For many, this is cause for alarm. But one of the blogosphere's — and print journalism's — brightest lights, Andrew Sullivan of The Atlantic, makes some bold claims for blogs in a new essay. He says the best kind of blogging could lead to a "golden era for journalism."

Is he right? This hour, On Point: The state of blogging and the fate of journalism.

You can join the conversation. Where do you get your news? Do you read blogs? What's lost, and what's gained, in an era of shrinking newspapers and booming blogs? Tell us what you think.Guests:

Andrew Sullivan, a senior editor at The Atlantic and author of the widely-read blog The Daily Dish. His essay "Why I Blog," in which he foresees a new "golden era for journalism," appears in The Atlantic's November issue. He's a former editor of The New Republic and author of several books, most recently "The Conservative Soul: How We Lost It, How To Get It Back."

Nicholas Lemann, dean of Columbia University's Graduate School of Journalism and a regular contributor to The New Yorker. In 2006 he wrote an essay for The New Yorker on blogging and online journalism titled "Amateur Hour." His most recent book is "Redemption: The Last Battle of the Civil War."

Tina Brown, founder and editor in chief of The Daily Beast. She is the former editor of Tatler, Vanity Fair, The New Yorker, and Talk magazines, and is the author of “The Diana Chronicles.”

More links:

David Carr mourns old media's decline in his New York Times column this morning:

It’s been an especially rotten few days for people who type on deadline. On Tuesday, The Christian Science Monitor announced that, after a century, it would cease publishing a weekday paper. Time Inc., the Olympian home of Time magazine, Fortune, People and Sports Illustrated, announced that it was cutting 600 jobs and reorganizing its staff.
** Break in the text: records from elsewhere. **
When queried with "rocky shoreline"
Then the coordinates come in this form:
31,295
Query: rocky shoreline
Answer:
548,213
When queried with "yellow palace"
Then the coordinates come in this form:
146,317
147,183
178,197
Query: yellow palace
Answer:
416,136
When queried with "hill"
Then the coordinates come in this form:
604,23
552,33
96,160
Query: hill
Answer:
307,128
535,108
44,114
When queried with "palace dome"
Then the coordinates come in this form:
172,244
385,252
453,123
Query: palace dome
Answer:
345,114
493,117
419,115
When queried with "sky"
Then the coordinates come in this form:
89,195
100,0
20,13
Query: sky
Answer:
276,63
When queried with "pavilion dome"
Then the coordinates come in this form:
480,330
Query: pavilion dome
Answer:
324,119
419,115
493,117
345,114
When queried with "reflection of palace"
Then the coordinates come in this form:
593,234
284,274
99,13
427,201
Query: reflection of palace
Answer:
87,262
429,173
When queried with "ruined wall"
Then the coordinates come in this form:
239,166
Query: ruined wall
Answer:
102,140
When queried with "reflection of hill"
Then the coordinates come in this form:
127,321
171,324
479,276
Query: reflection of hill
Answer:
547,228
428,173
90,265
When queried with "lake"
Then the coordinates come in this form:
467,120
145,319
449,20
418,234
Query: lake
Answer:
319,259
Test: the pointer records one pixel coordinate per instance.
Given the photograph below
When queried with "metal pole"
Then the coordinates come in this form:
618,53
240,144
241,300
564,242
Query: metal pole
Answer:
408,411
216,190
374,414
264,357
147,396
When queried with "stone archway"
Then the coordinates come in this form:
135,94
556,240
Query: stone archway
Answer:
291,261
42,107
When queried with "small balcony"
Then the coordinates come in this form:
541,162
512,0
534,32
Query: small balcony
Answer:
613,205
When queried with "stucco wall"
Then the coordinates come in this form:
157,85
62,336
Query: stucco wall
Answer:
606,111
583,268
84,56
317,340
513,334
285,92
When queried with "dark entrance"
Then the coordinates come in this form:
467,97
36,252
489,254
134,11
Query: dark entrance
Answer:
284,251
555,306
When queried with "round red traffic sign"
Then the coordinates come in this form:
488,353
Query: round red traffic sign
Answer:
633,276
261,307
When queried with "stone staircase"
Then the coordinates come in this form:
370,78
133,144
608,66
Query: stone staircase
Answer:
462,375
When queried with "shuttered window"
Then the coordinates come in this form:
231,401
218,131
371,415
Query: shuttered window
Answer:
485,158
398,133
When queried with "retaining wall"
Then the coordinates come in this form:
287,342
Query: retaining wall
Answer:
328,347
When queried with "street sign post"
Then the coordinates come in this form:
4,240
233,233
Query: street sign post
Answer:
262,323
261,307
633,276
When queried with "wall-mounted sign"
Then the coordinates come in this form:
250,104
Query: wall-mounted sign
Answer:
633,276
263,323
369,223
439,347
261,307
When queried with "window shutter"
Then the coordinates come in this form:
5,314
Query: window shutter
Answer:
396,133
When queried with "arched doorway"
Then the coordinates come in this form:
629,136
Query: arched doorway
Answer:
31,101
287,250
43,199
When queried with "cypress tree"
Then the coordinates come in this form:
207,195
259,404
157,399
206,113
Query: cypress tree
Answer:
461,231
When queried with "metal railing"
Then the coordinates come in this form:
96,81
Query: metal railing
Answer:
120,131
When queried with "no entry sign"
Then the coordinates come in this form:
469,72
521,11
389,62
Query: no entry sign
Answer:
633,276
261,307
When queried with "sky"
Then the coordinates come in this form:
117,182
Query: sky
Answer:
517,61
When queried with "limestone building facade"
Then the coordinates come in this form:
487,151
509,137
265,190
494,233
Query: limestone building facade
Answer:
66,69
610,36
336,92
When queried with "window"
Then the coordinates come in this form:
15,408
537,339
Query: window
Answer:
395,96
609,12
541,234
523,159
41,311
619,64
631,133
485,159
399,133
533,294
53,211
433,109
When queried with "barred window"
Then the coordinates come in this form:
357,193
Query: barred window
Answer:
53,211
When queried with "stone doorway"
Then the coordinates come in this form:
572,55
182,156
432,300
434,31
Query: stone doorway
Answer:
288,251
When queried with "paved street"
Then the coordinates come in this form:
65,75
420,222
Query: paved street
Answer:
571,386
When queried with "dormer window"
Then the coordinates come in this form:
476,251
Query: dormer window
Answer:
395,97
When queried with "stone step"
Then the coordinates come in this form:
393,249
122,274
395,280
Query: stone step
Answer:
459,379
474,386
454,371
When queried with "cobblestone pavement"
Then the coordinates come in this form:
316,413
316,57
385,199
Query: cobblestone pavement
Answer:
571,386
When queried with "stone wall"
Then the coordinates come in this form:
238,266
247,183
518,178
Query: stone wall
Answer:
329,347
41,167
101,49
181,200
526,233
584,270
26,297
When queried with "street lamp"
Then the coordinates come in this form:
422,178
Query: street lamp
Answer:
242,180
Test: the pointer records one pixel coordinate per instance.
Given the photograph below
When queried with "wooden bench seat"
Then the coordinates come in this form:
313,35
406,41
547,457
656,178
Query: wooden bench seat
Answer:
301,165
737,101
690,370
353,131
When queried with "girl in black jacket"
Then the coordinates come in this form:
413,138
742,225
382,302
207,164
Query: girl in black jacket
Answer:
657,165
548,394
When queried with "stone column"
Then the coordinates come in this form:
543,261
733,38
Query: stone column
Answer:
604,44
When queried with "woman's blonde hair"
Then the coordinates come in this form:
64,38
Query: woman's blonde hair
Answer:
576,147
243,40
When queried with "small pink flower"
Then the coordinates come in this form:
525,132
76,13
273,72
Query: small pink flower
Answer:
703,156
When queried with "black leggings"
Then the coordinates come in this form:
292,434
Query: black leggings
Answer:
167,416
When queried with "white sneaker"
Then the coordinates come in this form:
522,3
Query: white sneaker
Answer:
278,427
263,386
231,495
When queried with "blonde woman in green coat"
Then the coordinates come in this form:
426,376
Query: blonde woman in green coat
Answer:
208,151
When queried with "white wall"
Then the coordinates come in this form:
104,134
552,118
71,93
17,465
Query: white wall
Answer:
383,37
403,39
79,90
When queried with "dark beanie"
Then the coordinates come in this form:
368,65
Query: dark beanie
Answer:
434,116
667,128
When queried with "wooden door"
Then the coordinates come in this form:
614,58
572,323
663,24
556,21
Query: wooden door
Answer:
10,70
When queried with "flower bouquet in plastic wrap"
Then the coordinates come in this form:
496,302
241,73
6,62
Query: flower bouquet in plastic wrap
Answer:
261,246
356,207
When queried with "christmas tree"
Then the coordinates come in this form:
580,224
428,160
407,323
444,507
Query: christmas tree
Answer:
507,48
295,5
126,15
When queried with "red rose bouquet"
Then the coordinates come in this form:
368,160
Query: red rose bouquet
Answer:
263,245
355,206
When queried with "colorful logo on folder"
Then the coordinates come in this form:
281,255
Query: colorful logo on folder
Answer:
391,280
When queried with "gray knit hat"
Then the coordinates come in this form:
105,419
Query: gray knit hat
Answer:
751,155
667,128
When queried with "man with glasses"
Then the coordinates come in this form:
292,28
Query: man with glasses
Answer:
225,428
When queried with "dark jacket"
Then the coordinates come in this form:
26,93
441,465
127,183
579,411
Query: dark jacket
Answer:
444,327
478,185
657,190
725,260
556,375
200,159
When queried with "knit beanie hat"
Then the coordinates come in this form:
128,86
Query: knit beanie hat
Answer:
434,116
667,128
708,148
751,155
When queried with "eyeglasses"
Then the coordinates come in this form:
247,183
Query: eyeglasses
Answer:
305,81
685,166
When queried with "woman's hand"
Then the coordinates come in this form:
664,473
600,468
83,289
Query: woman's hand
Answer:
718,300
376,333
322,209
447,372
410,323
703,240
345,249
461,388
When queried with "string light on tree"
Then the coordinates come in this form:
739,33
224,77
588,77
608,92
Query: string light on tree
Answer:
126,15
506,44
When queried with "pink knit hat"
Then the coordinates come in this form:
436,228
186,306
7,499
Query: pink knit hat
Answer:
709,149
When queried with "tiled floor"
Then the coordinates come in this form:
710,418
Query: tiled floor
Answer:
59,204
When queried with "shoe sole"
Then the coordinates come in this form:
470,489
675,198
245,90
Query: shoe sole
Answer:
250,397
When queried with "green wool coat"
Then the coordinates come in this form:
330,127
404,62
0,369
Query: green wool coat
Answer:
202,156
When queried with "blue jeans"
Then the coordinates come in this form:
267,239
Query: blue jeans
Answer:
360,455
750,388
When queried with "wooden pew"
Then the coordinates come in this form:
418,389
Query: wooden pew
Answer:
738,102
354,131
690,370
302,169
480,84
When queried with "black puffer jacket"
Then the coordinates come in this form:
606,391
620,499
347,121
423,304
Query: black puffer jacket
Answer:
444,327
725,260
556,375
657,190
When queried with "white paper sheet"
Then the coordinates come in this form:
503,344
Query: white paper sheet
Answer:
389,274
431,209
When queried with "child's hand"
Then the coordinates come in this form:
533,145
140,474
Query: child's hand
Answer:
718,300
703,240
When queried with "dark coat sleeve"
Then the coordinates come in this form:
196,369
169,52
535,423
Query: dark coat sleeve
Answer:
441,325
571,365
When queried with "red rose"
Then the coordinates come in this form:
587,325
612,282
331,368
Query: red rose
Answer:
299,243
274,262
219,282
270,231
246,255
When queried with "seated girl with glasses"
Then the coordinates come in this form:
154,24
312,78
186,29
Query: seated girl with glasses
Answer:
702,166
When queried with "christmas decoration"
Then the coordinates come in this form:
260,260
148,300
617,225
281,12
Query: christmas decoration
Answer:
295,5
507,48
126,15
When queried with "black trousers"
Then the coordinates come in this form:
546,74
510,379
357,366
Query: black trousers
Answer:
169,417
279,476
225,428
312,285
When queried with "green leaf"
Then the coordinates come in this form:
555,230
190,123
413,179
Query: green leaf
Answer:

And Gannett, the largest newspaper publisher in the country, compounded the grimness by announcing it was laying off 10 percent of its work force — up to 3,000 people.... The day before, the Tribune Company had declared that it would reduce the newsroom of The Los Angeles Times by 75 more people, leaving it approximately half the size it was just seven years ago....

He goes on to note:

The blogosphere has had its share of news breaks, but absent a functioning mainstream media to annotate, it could be pretty darn quiet out there.

This program aired on October 29, 2008. The audio for this program is not available.